当毕达哥拉斯学派在成员数量和实力上日渐低微时,一个新的科学流派在雅典发展起来,而此时的雅典已经成为希腊的商业和文化中心。为了解这是如何形成的,我们必须回顾公元前480年—前490年的历史——马拉松、温泉关和萨拉米斯的10年。
希腊的东面是波斯王国,一个权势和野心与日俱增的政权,其皇帝大流士希望将版图扩展到西面,于是与小亚细亚沿岸的艾欧尼亚居民点发生了冲突,也与前来援助的雅典和厄立特里亚发生冲突。希腊当时不是一个统一的国家,而是有众多分立的城邦,各自效忠自己的本地政府。当艾欧尼亚战败后,雅典不得不几乎独自面对波斯人,但当双方军队于公元前490年在马拉松对峙后,从战场逃跑的是波斯人。
大流士的继任者薛西斯继续进攻当时仍未统一的希腊,其军队规模庞大,据称有500万人之众。斯巴达人派出了一支小股部队进行对抗,但他们在温泉关遭到毁灭,直至最后一个人。之后,整个阿提卡,包括雅典,都面临着威胁。当敌人在两处都被彻底打败时,他们从欧洲撤出,来自东方的威胁暂时解除了。但是为了避免未来的类似威胁,若干城邦彼此融合起来,并基于得洛斯邦联,成为一个单一的国家,将雅典作为首都。
在5世纪雅典的希俄斯岛的希波克拉底,我们发现了三位重要的数学家。第一位是希俄斯岛的希波克拉底(不要与内科医生考斯·希波克拉底混淆),他于公元前470年生于艾欧尼亚诸岛的希俄斯岛,被誉为是将圆形方形化了的人。他的生活开始于商人职业,据说在大约40岁时来到雅典,在一场诉讼中捍卫了自己的利益,他与教师和哲学家结交,最后开办了自己的学校。

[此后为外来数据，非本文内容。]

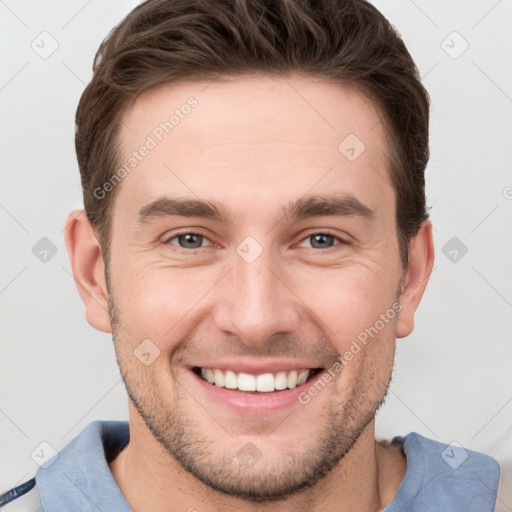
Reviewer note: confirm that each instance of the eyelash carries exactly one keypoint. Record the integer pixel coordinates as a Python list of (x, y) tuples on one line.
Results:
[(324, 232)]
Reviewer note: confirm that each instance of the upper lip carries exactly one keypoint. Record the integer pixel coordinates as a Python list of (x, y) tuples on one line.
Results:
[(255, 367)]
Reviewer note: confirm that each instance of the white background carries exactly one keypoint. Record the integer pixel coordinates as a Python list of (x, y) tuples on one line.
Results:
[(452, 378)]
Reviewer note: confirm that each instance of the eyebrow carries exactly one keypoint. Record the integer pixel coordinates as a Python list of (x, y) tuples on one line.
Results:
[(340, 205)]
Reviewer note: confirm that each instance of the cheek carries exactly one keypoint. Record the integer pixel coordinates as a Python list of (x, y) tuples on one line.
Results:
[(346, 301), (157, 303)]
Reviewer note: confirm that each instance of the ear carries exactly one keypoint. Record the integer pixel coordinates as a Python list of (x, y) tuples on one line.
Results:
[(88, 269), (421, 261)]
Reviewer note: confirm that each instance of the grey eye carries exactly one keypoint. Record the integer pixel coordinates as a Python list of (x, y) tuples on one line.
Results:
[(321, 240), (189, 240)]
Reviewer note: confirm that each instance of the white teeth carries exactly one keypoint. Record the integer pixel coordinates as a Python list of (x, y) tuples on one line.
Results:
[(246, 382), (280, 381), (264, 383), (230, 380), (292, 380)]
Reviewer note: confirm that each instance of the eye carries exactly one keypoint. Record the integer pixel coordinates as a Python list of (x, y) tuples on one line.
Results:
[(188, 240), (323, 240)]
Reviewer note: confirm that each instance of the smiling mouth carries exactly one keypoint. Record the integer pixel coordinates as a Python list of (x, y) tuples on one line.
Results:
[(261, 383)]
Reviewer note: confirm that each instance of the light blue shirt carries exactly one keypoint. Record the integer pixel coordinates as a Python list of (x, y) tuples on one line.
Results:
[(439, 477)]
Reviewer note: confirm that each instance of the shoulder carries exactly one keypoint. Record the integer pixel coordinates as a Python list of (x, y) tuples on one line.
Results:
[(22, 498), (449, 477)]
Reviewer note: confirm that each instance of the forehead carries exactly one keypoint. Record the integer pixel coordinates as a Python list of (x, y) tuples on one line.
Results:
[(254, 140)]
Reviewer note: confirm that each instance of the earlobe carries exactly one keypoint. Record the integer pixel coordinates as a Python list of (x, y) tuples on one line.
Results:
[(88, 269), (421, 261)]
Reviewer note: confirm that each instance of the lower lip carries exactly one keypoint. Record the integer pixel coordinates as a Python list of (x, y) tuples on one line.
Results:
[(251, 402)]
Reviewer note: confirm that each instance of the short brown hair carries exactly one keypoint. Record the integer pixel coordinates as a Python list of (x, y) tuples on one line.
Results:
[(346, 41)]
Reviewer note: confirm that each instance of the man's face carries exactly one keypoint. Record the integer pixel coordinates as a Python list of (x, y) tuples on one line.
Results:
[(256, 292)]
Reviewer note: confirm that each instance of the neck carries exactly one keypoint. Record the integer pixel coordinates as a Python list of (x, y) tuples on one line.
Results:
[(365, 480)]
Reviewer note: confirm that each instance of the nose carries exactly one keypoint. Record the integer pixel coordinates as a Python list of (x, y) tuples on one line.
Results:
[(256, 301)]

但在此之前,他还没有将圆形方形化。在图2-10中,AB是一个直角三角形ACB的底边,也是一个圆ADB的直径,所以更大圆中的四分之一圆ACB与一个小圆的半圆ADB的面积相等。在两个图形中分别除去共有的未加阴影的AFB部分,我们发现加了阴影的“月牙”ADBF与有阴影的三角形ACB面积相等。这样希波克拉底将“月牙”ADBF——更像一个圆形,具有弧度边缘,变成了方形,并以此获得了名声。
图2-10
希波克拉底还尽力将方体复制,尽管并不成功。的确,雅典的数学家主要集中于三个问题:
(1)方体的复制;
(2)圆形的方形化;
(3)一个角的三分。
这些问题看起来都很简单,但现在我们知道,如果只用直尺和圆规是不能找到答案的,而这却是当时仅有的方法。对于这个无奈事实的大概解释是,所有看似简单的问题都得到了解决,除了几个不解之谜外。

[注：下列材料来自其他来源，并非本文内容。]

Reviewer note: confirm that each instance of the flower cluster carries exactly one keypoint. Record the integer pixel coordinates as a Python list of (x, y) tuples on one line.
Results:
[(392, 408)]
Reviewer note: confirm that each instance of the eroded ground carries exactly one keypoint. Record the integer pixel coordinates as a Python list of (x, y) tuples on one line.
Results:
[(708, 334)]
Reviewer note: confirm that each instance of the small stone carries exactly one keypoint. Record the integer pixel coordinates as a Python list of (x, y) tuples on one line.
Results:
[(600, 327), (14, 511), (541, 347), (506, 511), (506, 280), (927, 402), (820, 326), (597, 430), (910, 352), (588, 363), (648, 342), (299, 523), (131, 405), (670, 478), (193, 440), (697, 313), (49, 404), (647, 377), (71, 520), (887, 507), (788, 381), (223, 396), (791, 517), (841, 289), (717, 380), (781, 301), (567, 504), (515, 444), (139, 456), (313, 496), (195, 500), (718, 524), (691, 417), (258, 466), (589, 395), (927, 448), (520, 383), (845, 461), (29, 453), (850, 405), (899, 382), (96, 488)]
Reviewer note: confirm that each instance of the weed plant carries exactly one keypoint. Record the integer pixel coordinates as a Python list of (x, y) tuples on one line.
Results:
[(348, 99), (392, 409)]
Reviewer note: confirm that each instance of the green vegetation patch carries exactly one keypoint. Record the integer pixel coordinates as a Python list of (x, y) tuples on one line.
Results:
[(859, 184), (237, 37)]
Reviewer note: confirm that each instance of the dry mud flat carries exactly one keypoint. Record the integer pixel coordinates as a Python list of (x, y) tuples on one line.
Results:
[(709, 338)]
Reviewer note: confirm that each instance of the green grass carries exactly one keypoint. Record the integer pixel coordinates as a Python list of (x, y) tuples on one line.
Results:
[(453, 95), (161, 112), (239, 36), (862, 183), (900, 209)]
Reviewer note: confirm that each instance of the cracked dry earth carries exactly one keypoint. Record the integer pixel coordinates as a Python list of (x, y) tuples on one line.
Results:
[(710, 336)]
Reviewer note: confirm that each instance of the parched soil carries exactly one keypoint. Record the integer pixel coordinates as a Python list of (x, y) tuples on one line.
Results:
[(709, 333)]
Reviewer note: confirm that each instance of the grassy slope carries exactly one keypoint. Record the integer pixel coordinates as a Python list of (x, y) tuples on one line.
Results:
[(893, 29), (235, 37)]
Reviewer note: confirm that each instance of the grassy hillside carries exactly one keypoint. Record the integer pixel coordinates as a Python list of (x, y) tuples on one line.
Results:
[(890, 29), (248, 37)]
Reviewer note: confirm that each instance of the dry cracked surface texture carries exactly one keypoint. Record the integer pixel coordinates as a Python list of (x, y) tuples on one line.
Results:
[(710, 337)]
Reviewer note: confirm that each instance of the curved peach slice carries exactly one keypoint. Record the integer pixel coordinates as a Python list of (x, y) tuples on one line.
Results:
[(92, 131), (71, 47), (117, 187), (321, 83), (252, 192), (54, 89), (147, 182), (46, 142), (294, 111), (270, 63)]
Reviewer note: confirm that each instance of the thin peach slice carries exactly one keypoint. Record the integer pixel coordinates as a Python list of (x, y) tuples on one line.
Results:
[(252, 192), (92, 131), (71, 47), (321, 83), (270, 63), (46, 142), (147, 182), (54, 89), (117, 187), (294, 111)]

所以,希波克拉底最好的工作成果只不过是一本几何教材——这是已知的最早教材,而且根据普罗克鲁斯的说法,这也是第一部写成的教材。我们不知道其中的内容,但是,它可能对欧几里得的《初级几何》产生了影响,甚至成为其样板。欧几里得的这本书虽然晚出现了一些年,但是希波克拉底必定在某种程度上为超过2000年的欧洲学校的几何教学模式起到了作用。

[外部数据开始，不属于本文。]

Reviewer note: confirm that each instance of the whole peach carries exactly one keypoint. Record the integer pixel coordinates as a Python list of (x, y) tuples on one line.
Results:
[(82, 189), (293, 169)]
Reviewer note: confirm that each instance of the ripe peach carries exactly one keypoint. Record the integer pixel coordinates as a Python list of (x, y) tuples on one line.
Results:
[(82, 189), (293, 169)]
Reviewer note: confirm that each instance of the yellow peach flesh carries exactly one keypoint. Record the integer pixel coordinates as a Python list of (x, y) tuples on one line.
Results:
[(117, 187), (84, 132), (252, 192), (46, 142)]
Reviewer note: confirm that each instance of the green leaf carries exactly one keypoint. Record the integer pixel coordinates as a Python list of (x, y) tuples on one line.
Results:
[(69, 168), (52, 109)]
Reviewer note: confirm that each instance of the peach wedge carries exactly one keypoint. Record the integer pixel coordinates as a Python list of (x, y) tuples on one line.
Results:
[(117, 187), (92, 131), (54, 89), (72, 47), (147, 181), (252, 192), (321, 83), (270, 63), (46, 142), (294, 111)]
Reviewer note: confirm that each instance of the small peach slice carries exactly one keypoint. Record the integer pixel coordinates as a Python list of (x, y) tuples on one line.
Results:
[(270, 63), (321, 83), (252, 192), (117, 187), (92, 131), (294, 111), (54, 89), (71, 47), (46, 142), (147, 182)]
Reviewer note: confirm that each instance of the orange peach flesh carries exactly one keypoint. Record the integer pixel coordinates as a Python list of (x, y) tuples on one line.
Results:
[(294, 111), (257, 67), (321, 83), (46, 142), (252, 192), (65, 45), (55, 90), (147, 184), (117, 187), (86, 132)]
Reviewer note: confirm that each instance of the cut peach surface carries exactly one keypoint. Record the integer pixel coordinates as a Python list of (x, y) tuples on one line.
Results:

柏拉图 下面我们谈到柏拉图,他是一位伟大的哲学家,于公元前429年生于雅典,公元前407年成为苏格拉底的学生。当雅典人在公元前399年处死苏格拉底时,他开始旅行,并在很多国家学习数学。他于公元前380年回到雅典,建立了学校,被称为“学院”,并存在了几乎1000年,他卒于公元前347年。
柏拉图的声誉当然主要在哲学领域,但是他的著作显示,他对数学有很好的知识和理解,但只有一项重要的数学成就归功于他,这可能是一种误解。这个成就是,他对立方体的复制进行了另外的尝试。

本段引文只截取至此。